Alvarenga wore long hair and a beard, but seemed in reasonably good health, according to media reports.
"It's hard for me to imagine someone surviving 13 months at sea," said Tom Armbruster, U.S. ambassador to the Marshall Islands. "But it's also hard to imagine how someone might arrive on Ebon out of the blue. Certainly this guy has had an ordeal, and has been at sea for some time.
"He talked about scooping up little fish that swam alongside the boat and eating them raw," Armbruster said. "He also said he ate birds, and drank birds' blood."
Alvarenga said he survived by eating whatever he could catch with his hands. He said he had to hold his own nose to choke down the raw food, according to an NBC report.
Gee Bing, the acting secretary of foreign affairs for the Marshall Islands, said he was somewhat skeptical of Alvarenga's account after meeting with him Monday.
"It does sound like an incredible story and I'm not sure if I believe his story," Bing said. "When we saw him, he was not really thin compared to other survivors in the past.
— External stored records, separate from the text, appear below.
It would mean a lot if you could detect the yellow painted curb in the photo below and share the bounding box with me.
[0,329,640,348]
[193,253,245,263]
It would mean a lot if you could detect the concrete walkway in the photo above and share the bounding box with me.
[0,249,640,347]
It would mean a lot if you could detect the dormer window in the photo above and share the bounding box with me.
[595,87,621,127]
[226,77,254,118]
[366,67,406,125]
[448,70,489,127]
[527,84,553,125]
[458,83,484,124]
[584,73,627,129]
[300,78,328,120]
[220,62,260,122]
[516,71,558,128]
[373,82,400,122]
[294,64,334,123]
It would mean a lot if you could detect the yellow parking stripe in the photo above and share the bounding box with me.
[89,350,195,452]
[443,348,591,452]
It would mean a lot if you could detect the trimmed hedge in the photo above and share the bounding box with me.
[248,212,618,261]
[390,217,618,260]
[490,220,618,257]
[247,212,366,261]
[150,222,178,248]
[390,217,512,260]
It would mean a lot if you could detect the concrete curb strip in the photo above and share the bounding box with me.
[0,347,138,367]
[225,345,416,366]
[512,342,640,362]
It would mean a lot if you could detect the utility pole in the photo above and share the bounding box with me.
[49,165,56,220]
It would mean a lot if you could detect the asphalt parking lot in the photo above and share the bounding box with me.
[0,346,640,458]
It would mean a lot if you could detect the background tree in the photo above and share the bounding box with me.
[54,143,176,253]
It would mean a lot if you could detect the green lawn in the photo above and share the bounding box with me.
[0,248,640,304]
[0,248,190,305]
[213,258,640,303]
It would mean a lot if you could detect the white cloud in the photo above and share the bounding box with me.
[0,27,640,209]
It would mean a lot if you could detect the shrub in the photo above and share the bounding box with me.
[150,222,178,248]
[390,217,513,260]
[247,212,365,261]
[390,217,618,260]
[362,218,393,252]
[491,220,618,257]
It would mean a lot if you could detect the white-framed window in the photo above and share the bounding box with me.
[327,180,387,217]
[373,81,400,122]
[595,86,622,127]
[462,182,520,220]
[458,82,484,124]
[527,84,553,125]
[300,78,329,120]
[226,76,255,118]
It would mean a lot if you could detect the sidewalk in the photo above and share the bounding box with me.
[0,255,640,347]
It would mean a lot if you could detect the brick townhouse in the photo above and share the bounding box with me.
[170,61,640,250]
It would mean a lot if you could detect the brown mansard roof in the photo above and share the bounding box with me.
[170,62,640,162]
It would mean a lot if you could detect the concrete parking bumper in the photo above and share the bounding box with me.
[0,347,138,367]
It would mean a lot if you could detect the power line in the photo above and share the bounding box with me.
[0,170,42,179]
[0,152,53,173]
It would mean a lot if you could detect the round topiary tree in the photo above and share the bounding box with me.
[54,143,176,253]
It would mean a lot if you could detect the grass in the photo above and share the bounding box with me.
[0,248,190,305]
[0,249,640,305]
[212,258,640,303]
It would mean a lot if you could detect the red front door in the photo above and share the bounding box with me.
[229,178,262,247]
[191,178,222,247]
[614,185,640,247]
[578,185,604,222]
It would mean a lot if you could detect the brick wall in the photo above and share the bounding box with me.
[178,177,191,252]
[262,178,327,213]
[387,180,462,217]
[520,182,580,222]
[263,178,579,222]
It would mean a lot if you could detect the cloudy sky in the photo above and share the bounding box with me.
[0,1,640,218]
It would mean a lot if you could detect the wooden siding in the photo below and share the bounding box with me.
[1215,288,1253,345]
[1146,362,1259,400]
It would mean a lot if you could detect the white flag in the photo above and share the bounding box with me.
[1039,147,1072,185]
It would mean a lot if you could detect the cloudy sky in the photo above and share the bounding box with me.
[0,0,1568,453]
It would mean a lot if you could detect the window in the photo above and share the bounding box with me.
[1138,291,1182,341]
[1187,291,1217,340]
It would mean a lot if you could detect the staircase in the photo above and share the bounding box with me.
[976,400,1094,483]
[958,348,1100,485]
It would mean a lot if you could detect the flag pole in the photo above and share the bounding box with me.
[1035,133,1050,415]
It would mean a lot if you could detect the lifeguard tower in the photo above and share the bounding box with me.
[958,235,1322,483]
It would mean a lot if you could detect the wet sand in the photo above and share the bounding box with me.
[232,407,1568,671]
I may have some doubts. Once we start communicating with where he's from, we'll be able to find out more information."
Alvargena is a native of El Salvador and has lived in Mexico for 15 years.
Erik van Sebille, an oceanographer at the University of New South Wales, said there was a good chance a boat drifting off Mexico's west coast would eventually be carried by currents to the Marshall Islands. He said such a journey would typically take 18 months to two years depending on the winds and currents, although 13 months was possible.
"The way that the currents in the Pacific work is that there is a very strong westerly current just north of the equator and that basically drives you directly from Mexico all the way toward Indonesia and in the path, you go right over the Marshall Islands," he said.
There have been other cases of people surviving for months adrift in the Pacific. In a case with similarities, three Mexican shark fishermen in 2006 said they were lost at sea for nine months before being rescued near the Marshall Islands. In 1989, four men survived nearly four months in the Pacific Ocean near New Zealand after their multihulled boat capsized.